Performance optimizations for small files and case sensitive-option

classic Classic list List threaded Threaded
4 messages Options
Reply | Threaded
Open this post in threaded view
|

Performance optimizations for small files and case sensitive-option

Samba - General mailing list
Hello,

I am running a samba server on a SLES12SP3 machine smb version
4.6.9+git.59.c2cff9cea4c. The samba server offers only the smb service,
the file data are stored on separate NFS servers because files are
accesses by our users from either linux or windows systems. So a write
to this samba server always will read or write files from/to NFS servers.

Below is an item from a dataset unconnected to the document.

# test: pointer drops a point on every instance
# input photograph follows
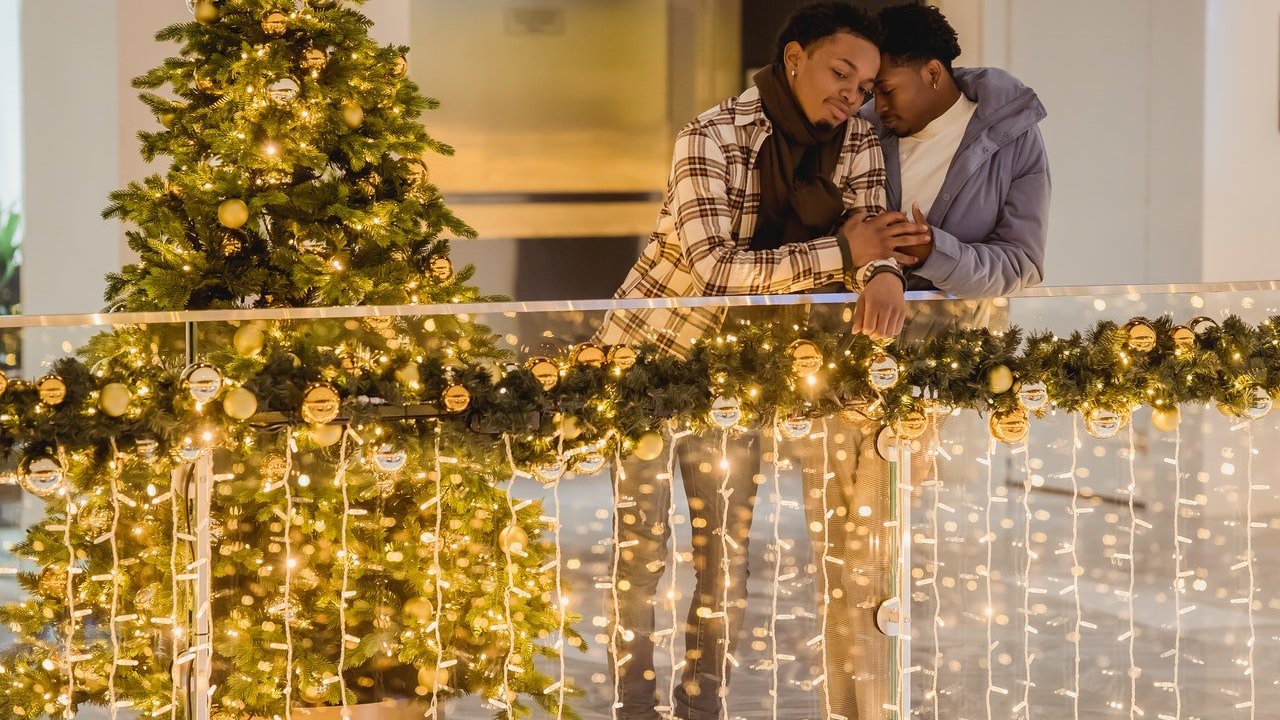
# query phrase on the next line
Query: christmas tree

The problem is speed when many very small files are copied from windows.
I have a test directory of 70MB in size consisting of 5528 mostly very
small (<=70Kb) files. The directory is stored on a local disk on the
windows machine. "Copy via smb" below means, I copy the data from a
Windows 10 VM to a share connected on the smb server (which results in
writing the data on the NFS file servers). The time it takes to copy
this directory is as follows:

Copy testdir 70MB with 5500 single files via smb:   300 sec (5min)
Copy zip archive of testdir (1 file, 46MB) via smb:  ~2 sec
Copy this directory on smb server via NFS, cp -ar:   90 sec
Copy test dir via smb to local fs on smb server:     90 sec

I tried a lot to make the copy process of many small files faster and
finally came across the case sensitive option of samba:

Copy testdir 70MB with 5500 single files via smb:    180 sec (3min)
using "case sensitive= yes"

This is about 1/3 faster compared to the 300sec without the case
sensitive option. Unfortunately case sensitive files and windows leads
to strange effects that many users will not understand and thus is not a
real option for productive use (think of creating a file hellO.txt and
another hello.txt and a user deleting the only one he sees in explorer).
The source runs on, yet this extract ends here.